Memorable Quotes & Notable Moments
- On trade-offs and social pressure:
“The fun stuff is what goes on social media, and the trade off of you staying home and packing your lunch probably didn’t make it to social media.” — Kristen (32:09) - On the fundamental role of financial literacy:
“You can’t transform the world if you’re living paycheck to paycheck.” — Joel quoting Kristen (01:26, 08:40) - On learning from mistakes:
“I bought a house right before the housing market crash. ...I was kind of in a rush to grow up, I think, back then.” — Kristen (16:26) - On budgeting’s bad reputation:
“We call budgets a plan and we keep coming back to that word, right?...And we also keep it pretty open on how students want to do their plan.” — Kristen (38:45) - On building financial habits:
“It’s the habit of dollar cost averaging…show them how interest compounds and how time matters the most.” — Kristen (25:45) - On women and negotiation:
“There is a negotiation gap. ...Just knowing that the gap exists is helpful.” — Kristen (15:06) - On using frameworks:
“You need a map, you need a guide...for the same reason a doctor is going to use a checklist...that works in personal finance.” — Kristen (36:36)

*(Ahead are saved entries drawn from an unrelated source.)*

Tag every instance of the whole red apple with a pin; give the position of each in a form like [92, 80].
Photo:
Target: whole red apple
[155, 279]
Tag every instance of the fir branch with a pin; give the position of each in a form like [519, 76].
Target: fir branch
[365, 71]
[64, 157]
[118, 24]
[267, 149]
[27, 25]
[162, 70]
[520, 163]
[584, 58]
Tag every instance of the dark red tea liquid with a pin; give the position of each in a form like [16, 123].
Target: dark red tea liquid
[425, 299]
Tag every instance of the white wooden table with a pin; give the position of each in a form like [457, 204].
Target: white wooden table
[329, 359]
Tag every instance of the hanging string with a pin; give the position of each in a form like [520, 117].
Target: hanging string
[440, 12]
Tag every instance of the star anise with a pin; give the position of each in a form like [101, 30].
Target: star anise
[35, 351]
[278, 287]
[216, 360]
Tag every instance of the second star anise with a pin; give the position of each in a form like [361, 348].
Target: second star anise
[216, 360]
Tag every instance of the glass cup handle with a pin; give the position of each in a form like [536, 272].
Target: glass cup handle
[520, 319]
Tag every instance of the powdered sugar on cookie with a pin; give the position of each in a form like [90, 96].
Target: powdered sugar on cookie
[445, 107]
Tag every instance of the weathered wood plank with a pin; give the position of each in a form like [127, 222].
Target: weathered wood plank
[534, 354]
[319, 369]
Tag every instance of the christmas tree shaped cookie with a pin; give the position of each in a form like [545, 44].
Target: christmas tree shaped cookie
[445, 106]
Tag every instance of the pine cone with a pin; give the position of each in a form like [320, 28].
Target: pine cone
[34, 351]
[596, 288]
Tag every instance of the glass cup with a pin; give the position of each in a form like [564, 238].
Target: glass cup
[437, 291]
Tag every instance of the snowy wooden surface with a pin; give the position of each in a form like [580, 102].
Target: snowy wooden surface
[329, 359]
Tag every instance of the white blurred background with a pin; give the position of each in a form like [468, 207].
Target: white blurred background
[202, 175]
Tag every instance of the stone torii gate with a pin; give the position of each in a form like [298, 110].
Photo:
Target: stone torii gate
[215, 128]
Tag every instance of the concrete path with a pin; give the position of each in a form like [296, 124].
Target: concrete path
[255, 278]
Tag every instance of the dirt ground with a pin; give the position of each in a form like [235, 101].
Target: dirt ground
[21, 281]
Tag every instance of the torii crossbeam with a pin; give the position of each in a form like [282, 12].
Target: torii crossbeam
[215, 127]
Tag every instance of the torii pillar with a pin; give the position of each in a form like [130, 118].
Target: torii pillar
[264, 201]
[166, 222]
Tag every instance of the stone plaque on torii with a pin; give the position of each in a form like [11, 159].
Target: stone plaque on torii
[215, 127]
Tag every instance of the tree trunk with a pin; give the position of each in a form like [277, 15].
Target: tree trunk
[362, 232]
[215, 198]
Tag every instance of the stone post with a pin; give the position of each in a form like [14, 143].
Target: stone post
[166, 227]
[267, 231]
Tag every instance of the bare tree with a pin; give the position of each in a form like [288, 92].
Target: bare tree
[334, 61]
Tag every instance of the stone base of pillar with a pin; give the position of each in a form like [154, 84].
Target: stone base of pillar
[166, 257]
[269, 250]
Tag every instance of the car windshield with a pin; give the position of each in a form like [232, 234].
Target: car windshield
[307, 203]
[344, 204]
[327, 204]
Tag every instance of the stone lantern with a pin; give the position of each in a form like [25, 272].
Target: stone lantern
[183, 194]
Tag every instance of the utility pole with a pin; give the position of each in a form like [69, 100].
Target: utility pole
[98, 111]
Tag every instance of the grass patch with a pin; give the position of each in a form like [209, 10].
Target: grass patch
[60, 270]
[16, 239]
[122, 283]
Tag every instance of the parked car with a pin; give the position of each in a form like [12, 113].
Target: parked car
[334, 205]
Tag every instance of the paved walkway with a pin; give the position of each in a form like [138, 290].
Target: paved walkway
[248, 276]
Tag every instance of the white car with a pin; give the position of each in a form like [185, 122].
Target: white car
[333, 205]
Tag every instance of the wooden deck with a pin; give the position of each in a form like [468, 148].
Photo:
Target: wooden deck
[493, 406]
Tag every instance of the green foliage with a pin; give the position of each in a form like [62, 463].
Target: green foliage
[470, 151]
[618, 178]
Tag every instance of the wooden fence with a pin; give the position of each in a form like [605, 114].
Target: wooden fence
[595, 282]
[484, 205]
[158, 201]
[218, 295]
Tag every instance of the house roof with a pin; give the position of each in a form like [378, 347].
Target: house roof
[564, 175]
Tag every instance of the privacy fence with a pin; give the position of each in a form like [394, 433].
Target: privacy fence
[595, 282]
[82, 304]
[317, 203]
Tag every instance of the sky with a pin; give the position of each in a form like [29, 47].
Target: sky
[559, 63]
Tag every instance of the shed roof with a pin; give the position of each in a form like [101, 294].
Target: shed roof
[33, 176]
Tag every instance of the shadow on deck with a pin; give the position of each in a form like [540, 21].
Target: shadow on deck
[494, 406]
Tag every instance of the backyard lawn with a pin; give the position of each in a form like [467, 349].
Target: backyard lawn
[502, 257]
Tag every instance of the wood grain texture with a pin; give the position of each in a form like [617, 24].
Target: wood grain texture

Timestamps for Key Segments
- [02:53] Kristin’s financial “splurge” & donut business lessons
- [05:22] Entrepreneurship, gig economy, and trade-offs
- [06:55-08:40] Building a required personal finance course; students’ hunger for knowledge
- [10:19] Teaching from the ground up, “unlearning” bad habits
- [12:34] Seven Money Gears as a one-page framework
- [14:38–16:21] Mindset, negotiation gaps, and compounding interest
- [16:26–17:50] Professors’ own money mistakes & behavioral finance
- [25:45] Building habits of investing and growth mindset
- [28:20] Confronting avoidance, building proactivity
- [32:09] The “unsexy” side of financial choices and trade-offs
- [38:45–39:54] Rebranding budgeting as “planning”
- [41:07] Career and major choice, role of job security
- [50:40] Fintech tools: “Do what works for you”, beware predatory services
- [54:32–55:03] Personal finance is lifelong learning; know yourself and curate your influences
- [57:05] Where to find Kristen Cariotti’s work and seven steps resource
Additional Resources
- Kristen Cariotti’s website: [KristenCariotti.com]
- “Seven Steps to Financial Freedom” summary available on her site
- Her textbook is available via Sage Publishing
- BLS Occupational Outlook Handbook for career/job research
Overall Tone & Takeaways
Educational but practical, jargon-free, and encouraging, the episode underscores that financial literacy is both a technical and a behavioral challenge, best solved with clear frameworks, healthy mindsets, and habits that last. Kristen Cariotti’s approach bridges fundamentals with the lived realities and varied backgrounds of her students, providing a model for both classroom educators and self-learners. The conversation is peppered with relatable stories, actionable tips, and a welcoming, “let’s figure this out together” tone.